I feel God challenging me to take a look at my life through His eyes; to honestly look and see if there is some “clearing” I need to do. Are there things in my life that are blocking the way of what God wants to accomplish? Are there attitudes I have become comfortable with that I need Jesus to shine His light on and expose? Is there anything that is not clearly a sin but hindering someone else’s walk? Is there a possibility that the conditions of my life will cause someone else to stumble? Perhaps what I need to give up is more than just chocolate or coffee but something bigger that is cluttering my walk with Jesus.

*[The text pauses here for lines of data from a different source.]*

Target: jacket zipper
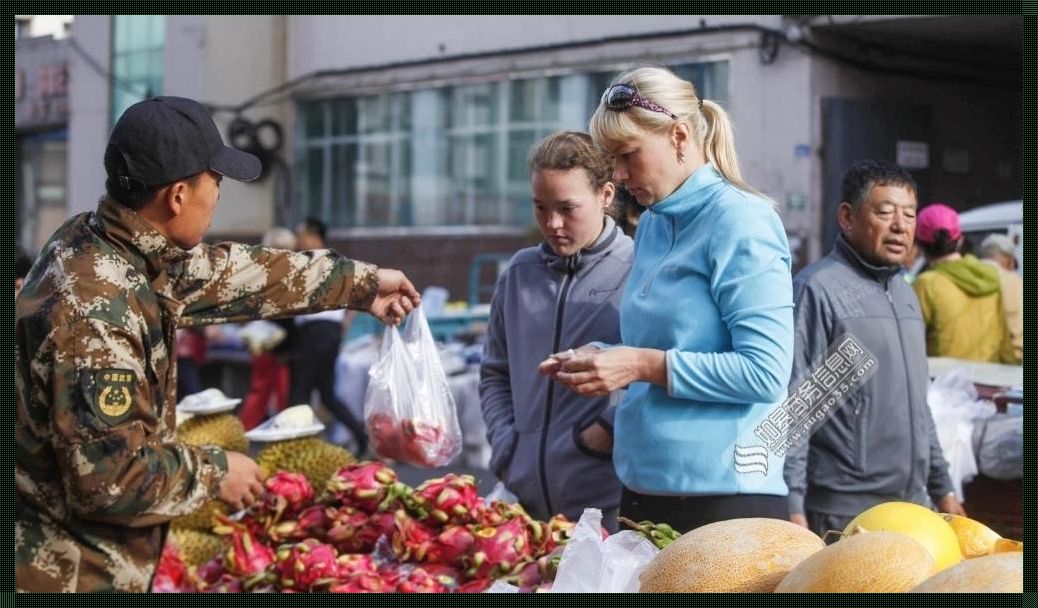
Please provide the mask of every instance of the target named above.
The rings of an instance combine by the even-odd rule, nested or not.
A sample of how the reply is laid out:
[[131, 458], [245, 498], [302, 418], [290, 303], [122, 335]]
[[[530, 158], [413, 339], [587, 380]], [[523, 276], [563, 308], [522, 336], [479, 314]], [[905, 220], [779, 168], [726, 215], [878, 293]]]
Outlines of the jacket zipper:
[[[559, 290], [559, 303], [555, 307], [555, 335], [552, 338], [552, 349], [551, 352], [559, 352], [560, 343], [562, 342], [562, 312], [566, 308], [566, 296], [569, 295], [569, 288], [573, 284], [573, 275], [577, 272], [577, 257], [576, 255], [570, 256], [566, 260], [566, 278], [562, 281], [562, 289]], [[538, 468], [540, 469], [541, 477], [541, 491], [544, 492], [544, 504], [548, 507], [549, 517], [555, 512], [555, 509], [551, 506], [551, 494], [548, 491], [548, 425], [551, 424], [551, 410], [552, 405], [555, 403], [555, 381], [548, 380], [548, 395], [545, 398], [544, 404], [544, 425], [541, 428], [541, 450], [538, 458]]]
[[[895, 275], [896, 278], [896, 275]], [[890, 295], [890, 281], [887, 279], [886, 285], [884, 286], [887, 294], [887, 302], [890, 302], [890, 311], [894, 313], [894, 324], [897, 325], [897, 339], [901, 344], [901, 363], [905, 366], [905, 404], [908, 406], [908, 447], [909, 458], [915, 460], [915, 416], [912, 411], [912, 399], [911, 394], [908, 391], [911, 387], [908, 386], [908, 360], [905, 358], [905, 337], [901, 335], [901, 318], [897, 315], [897, 307], [894, 306], [894, 296]], [[905, 484], [905, 497], [910, 496], [912, 491], [912, 479], [915, 478], [915, 465], [909, 464], [908, 466], [908, 483]]]

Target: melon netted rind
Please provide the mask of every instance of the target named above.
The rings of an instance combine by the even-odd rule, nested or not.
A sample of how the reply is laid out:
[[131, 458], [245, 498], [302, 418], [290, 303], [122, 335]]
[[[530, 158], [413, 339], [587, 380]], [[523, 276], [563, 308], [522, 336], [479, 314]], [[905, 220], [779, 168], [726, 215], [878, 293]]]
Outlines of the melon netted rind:
[[916, 593], [1023, 593], [1024, 554], [996, 553], [938, 572], [912, 589]]
[[768, 593], [825, 544], [781, 519], [729, 519], [681, 535], [641, 575], [641, 591]]
[[225, 548], [222, 537], [191, 528], [173, 528], [166, 542], [176, 546], [181, 559], [189, 566], [201, 566]]
[[936, 572], [933, 557], [897, 532], [845, 537], [800, 562], [776, 593], [900, 593]]
[[301, 437], [268, 444], [256, 455], [267, 477], [278, 471], [302, 473], [320, 494], [339, 469], [357, 461], [348, 450], [318, 437]]

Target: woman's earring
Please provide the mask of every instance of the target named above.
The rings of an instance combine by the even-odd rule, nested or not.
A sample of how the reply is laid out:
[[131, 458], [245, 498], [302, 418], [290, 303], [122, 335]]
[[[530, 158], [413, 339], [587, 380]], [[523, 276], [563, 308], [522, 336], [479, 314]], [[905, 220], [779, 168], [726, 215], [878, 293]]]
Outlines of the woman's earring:
[[683, 150], [678, 150], [678, 164], [685, 164], [685, 152]]

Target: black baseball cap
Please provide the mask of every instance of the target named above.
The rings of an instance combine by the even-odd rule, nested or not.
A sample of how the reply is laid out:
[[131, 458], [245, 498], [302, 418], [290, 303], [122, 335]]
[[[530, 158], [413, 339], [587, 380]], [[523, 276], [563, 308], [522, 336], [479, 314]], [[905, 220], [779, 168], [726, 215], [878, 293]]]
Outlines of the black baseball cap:
[[124, 189], [150, 188], [211, 169], [240, 182], [260, 175], [260, 160], [224, 145], [205, 106], [152, 97], [123, 112], [105, 150], [105, 171]]

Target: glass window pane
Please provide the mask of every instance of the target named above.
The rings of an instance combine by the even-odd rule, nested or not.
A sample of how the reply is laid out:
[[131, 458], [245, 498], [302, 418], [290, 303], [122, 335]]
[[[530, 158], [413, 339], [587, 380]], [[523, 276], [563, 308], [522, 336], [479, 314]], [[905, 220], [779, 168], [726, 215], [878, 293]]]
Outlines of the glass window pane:
[[[410, 97], [410, 96], [408, 96]], [[410, 114], [410, 113], [409, 113]], [[393, 176], [397, 191], [397, 226], [411, 226], [414, 224], [414, 199], [411, 195], [411, 151], [410, 141], [398, 141], [394, 146], [400, 155], [400, 172]]]
[[353, 97], [336, 99], [332, 105], [332, 135], [357, 133], [357, 100]]
[[366, 205], [365, 226], [389, 224], [391, 192], [389, 189], [389, 145], [385, 143], [364, 146], [362, 171], [365, 191], [361, 194]]
[[321, 217], [324, 199], [324, 153], [320, 148], [312, 148], [306, 153], [306, 206], [303, 215]]
[[508, 181], [510, 185], [512, 183], [526, 184], [528, 181], [529, 171], [526, 167], [526, 159], [535, 143], [537, 143], [535, 131], [512, 131], [508, 134]]
[[339, 144], [332, 148], [332, 217], [333, 226], [358, 226], [357, 145]]
[[541, 98], [541, 122], [557, 122], [559, 120], [559, 102], [561, 98], [561, 79], [557, 76], [546, 78], [544, 95]]
[[364, 133], [385, 133], [390, 130], [392, 108], [388, 95], [360, 98], [360, 124]]
[[508, 115], [512, 122], [537, 120], [537, 80], [513, 80], [508, 100]]
[[302, 106], [307, 137], [324, 137], [324, 102], [305, 103]]
[[148, 42], [153, 47], [166, 46], [166, 17], [165, 15], [150, 15], [151, 35]]

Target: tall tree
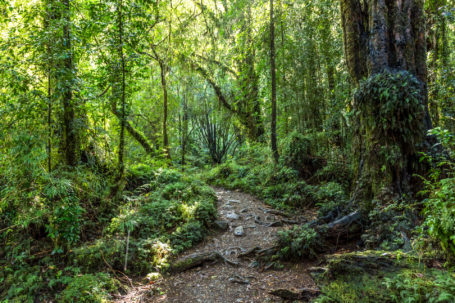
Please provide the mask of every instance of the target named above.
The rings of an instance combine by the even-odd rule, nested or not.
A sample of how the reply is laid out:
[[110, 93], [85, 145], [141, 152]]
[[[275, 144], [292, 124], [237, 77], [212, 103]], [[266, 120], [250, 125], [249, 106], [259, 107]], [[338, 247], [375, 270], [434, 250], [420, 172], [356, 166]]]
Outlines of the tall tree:
[[[123, 52], [123, 1], [119, 0], [117, 4], [117, 27], [118, 27], [118, 56], [120, 60], [120, 137], [119, 137], [119, 150], [118, 150], [118, 165], [119, 165], [119, 179], [125, 173], [125, 124], [126, 124], [126, 79], [125, 79], [125, 54]], [[125, 265], [126, 266], [126, 265]]]
[[275, 21], [273, 18], [273, 0], [270, 0], [270, 73], [272, 78], [272, 125], [270, 141], [273, 158], [278, 162], [278, 147], [276, 143], [276, 68], [275, 68]]
[[[45, 2], [46, 9], [43, 15], [44, 30], [50, 33], [52, 26], [51, 20], [54, 19], [54, 12], [52, 9], [52, 2]], [[53, 63], [53, 48], [51, 35], [48, 34], [46, 37], [46, 73], [47, 73], [47, 170], [52, 170], [52, 63]]]
[[161, 88], [163, 90], [163, 149], [166, 157], [168, 159], [171, 158], [171, 154], [169, 151], [169, 137], [167, 131], [167, 117], [168, 117], [168, 87], [167, 87], [167, 74], [169, 70], [169, 66], [166, 64], [163, 58], [158, 55], [157, 51], [154, 47], [153, 50], [153, 58], [158, 62], [160, 67], [160, 77], [161, 77]]
[[63, 37], [61, 44], [62, 62], [60, 66], [61, 75], [58, 76], [61, 87], [61, 98], [63, 103], [63, 149], [66, 164], [75, 166], [79, 161], [79, 136], [76, 125], [75, 101], [73, 100], [74, 65], [73, 52], [71, 48], [71, 3], [70, 0], [63, 0], [61, 5]]
[[359, 87], [355, 105], [364, 126], [366, 169], [400, 193], [409, 190], [417, 145], [431, 128], [423, 4], [341, 0], [346, 61]]

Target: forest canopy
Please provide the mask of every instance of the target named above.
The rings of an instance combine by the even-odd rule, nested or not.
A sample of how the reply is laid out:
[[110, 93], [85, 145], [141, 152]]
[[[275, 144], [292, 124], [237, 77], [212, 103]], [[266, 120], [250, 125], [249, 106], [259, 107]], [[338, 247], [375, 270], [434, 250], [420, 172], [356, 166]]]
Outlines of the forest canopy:
[[171, 300], [226, 234], [183, 275], [453, 302], [454, 47], [453, 0], [0, 0], [0, 302]]

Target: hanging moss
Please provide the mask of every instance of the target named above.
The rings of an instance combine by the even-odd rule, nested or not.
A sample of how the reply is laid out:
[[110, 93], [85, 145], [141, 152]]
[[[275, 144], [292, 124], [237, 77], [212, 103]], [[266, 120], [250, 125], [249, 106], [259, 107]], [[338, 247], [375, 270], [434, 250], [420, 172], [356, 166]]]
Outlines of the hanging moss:
[[407, 71], [385, 71], [360, 83], [354, 101], [367, 165], [378, 181], [374, 191], [400, 179], [416, 154], [424, 136], [424, 95], [423, 84]]

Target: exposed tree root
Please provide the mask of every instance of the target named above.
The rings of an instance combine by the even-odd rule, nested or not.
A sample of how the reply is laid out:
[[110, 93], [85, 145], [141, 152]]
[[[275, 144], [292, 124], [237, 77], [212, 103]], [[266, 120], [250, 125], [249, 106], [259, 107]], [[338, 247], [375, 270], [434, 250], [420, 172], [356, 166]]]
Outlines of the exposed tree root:
[[201, 266], [205, 263], [216, 263], [219, 261], [223, 261], [232, 266], [238, 266], [239, 264], [234, 261], [230, 261], [223, 257], [219, 252], [212, 251], [212, 252], [203, 252], [203, 253], [195, 253], [189, 256], [186, 256], [180, 260], [177, 260], [173, 264], [171, 264], [169, 268], [169, 272], [178, 273], [189, 270], [191, 268]]
[[275, 289], [269, 292], [269, 294], [280, 297], [285, 300], [303, 300], [309, 301], [315, 297], [317, 297], [321, 292], [319, 289], [310, 289], [310, 288], [303, 288], [297, 291], [292, 291], [289, 289]]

Therefore, since we are surrounded by such a huge crowd of witnesses to the life of faith, let us strip off every weight that slows us down, especially the sin that so easily trips us up. And let us run with endurance the race God has set before us. We do this by keeping our eyes on Jesus, the champion who initiates and perfects our faith. Because of the joy awaiting him, he endured the cross, disregarding its shame. Now he is seated in the place of honor beside God’s throne. Think of all the hostility he endured from sinful people; then you won’t become weary and give up. After all, you have not yet given your lives in your struggle against sin.
And have you forgotten the encouraging words God spoke to you as his children? He said,
“My child, don’t make light of the LORD’s discipline,
and don’t give up when he corrects you.
For the LORD disciplines those he loves,
and he punishes each one he accepts as his child.”
As you endure this divine discipline, remember that God is treating you as his own children. Who ever heard of a child who is never disciplined by its father? If God doesn’t discipline you as he does all of his children, it means that you are illegitimate and are not really his children at all. Since we respected our earthly fathers who disciplined us, shouldn’t we submit even more to the discipline of the Father of our spirits, and live forever?
For our earthly fathers disciplined us for a few years, doing the best they knew how. But God’s discipline is always good for us, so that we might share in his holiness. No discipline is enjoyable while it is happening—it’s painful! But afterward there will be a peaceful harvest of right living for those who are trained in this way.
So take a new grip with your tired hands and strengthen your weak knees. Mark out a straight path for your feet so that those who are weak and lame will not fall but become strong. – Hebrews 12:1-12
I know that, just like John the Baptist, God has a plan for my life – a specific purpose – just like He has for your life. I want to obediently and humbly walk in that plan. Lord, shine your light on my life and show me what I need to clear away. I do not want to hold tightly to anything that might block your way or hinder someone else’s walk. Strengthen my hands to take a new grip on you instead of holding onto something I need to let go of. Strengthen my weak knees and mark out a straight path for my feet. Amen.